There are thousands of things that I want to talk about but I’ll give the privilege to this topic. Special thanks to the admins, who have given us this privilege to write about what we can talk about for 15 minutes, if we were given an audience.
Many of us know this already that life is not a bed of roses. But still you look at people who are in their bed of roses at the moment and you envy them. You let sadness and depression set in. (I am not blaming you. Well, I am also a victim). I could write this topic very long but I promise to keep it short.
Funniest part is, some people actually just paint their lives peaceful and easy. And we tend to believe that their lives is easy, we get frustrated, sometimes we hate ourselves and wish for their lives. (don’t get me wrong you can have role model; but you should know that even their lives are not perfect).
We have all had our hard times, where things do not work out the way we want, where we have cried and wish for another life. I have been struggling since I was little but then I never saw it as anything then.
I am the last born of my family.. I have 3 other siblings. Well, I was 9 years old when I willingly decided to go to public school to support my parents. I had to repeat a class because they won’t let me enter directly into primary 6 (which was not even in private schools, they usually stop at 5).
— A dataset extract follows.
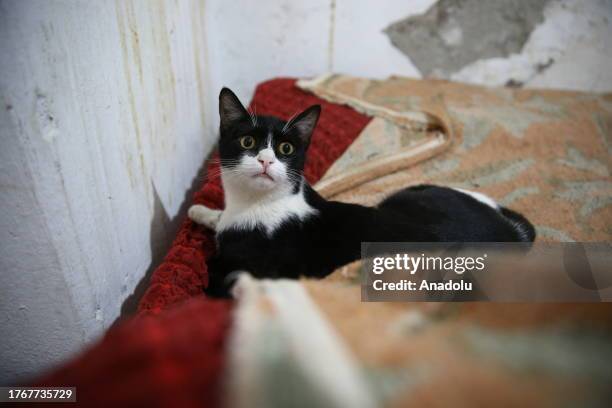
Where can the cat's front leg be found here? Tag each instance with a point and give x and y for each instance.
(205, 216)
I started my life in public school at the age of 9 in primary 5 till I finished my secondary school or high school. My life in public school was not so good at first but then I got use to it.
My school was quite far from my house, most times I trek to where I can take just one bus, take a bus and trek to school. Most times I get to school late, I get punished for it but I got used to it, heheh. (I think I should write a post about my life in public school).
In my primary school and junior secondary School. I put some effort in my studies ( I will say some effort because I know fully well that I didn’t really put in more effort) even when I had less reason to do so. In most cases, I don’t have textbooks and even if I had, I was prolly given.
In my senior secondary school, I was getting a little bit matured, I was starting to see how other people live, even on the internet and in reality and something that was very precious to me, was nothing to them. In my early Senior secondary School I still have this happiness, but when I was in my late senior secondary school, I had this sadness in me like God, am I a spoon?
Apart, from school and studies. I have always jumped from one business to another looking for way to help. I always to the market for my mom at the age of 10 and even stay in shop for her. Well, the work might be considered to require labour as it to deal with weaving of clothes and selling of clothes.
I started to get intimidated and oppressed by people and their lives. Though people might not actually noticed because I am so reserved and you could hardly tell my feelings. Besides, I had a very high self esteem. But I literally was not happy with my life.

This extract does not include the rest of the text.